As customers are rushing to differentiate their solutions with AI to make their offerings unique, this takes an enormous amount of proprietary data. F5 technologies can help deliver a complete AI and ML infrastructure for your customers. Traffic management for AI data ingest is how large-scale media-rich AI data is managed and transported into a data center for machine learning and training purposes. For enterprises handling large-scale media-rich AI training data sets, F5 VELOS, or rSeries, with BIG-IP LTM, delivers an unparalleled on-premises solution. BIG-IP LTM on rSeries and VELOS can cut costs and accelerate performance while strengthening security for data traffic ingestion. F5 is enabling seamless integration of these hardware and software solutions to ensure secure and efficient handling of large-scale media-intensive AI data. Third, we have distributed inference for AI models.
F5 Distributed Cloud App Stack drives distributed inference regardless of location to deliver timely, accurate responses using a single control plane across F5's global infrastructure. This seamless integration of web and API protection delivers performance for latency-sensitive applications by using AI and ML at the edge to ensure low latency.
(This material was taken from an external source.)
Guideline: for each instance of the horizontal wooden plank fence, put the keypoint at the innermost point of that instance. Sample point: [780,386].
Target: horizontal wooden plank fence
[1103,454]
Integrations with storage and cloud platforms ensure fast, accurate, and context-aware responses, and when deployed, your customers can build better-performing AI apps via a single virtual data plane, and as we head to the next slide, in order to begin these conversations with your customers today, you can leverage F5's AI channel salesplay available on Partner Central for API security for AI workloads, traffic management for data ingest, and distributed inference. In just 10 minutes or less right now, these channel salesplays provide focused guidance, enabling you to be ready to go. They're focused on four elements.
First, what to know. This is going to be a quick overview of the F5 solution, the ideal customer profile, the target audience, as well as professional services and larger technology selling opportunities. Second, what to say. This is going to provide you the talking points, the questions you need to ask based on the persona and objection handling. Third, what to show. This is going to provide links and URLs and resources to customer presentations, solution overviews, blogs, reports, etc., helping you drive the conversation and consideration of F5 solutions. And 4th, what to do. This will include information like deal registration links, as well as the channel quoting guide. Now, I will pass it back to David [Willman] for the Q&A session.
Thanks, Hunter. Appreciate your time today. My name is David [Willman]. I will be your moderator today for today's Q&A. I'm going to ask Paul and Ken to join us on this virtual stage. Ken, if you don't mind, I think everybody knows who Paul is, and she kind of introduced himself. If Ken, if you can take a moment to introduce yourself, that'd be great.
Sure. Hi. I'm Ken Arora. I work for Kunal in the office of CTO. I'm sort of a hardcore technologist. I'll give you sort of the technology perspective. I have worked in the area of cybersecurity and AI for many years. Just a little, Kunal likes a little anecdote about his past life. He mentioned iRules. My first job out of school many, many years ago was, in fact, to do hardware acceleration for neural nets, so long history there. I am so happy to be here, and I look forward to the Q&A.
Awesome. Thanks, Ken. And folks, just as a reminder, if you do have any questions, feel free to put your questions in the Q&A chat box. We would appreciate it. So we do have some questions that did come in. First question, Ken, it's actually probably for you. What are some specific examples of how AI will be used in upcoming explosion customer applications?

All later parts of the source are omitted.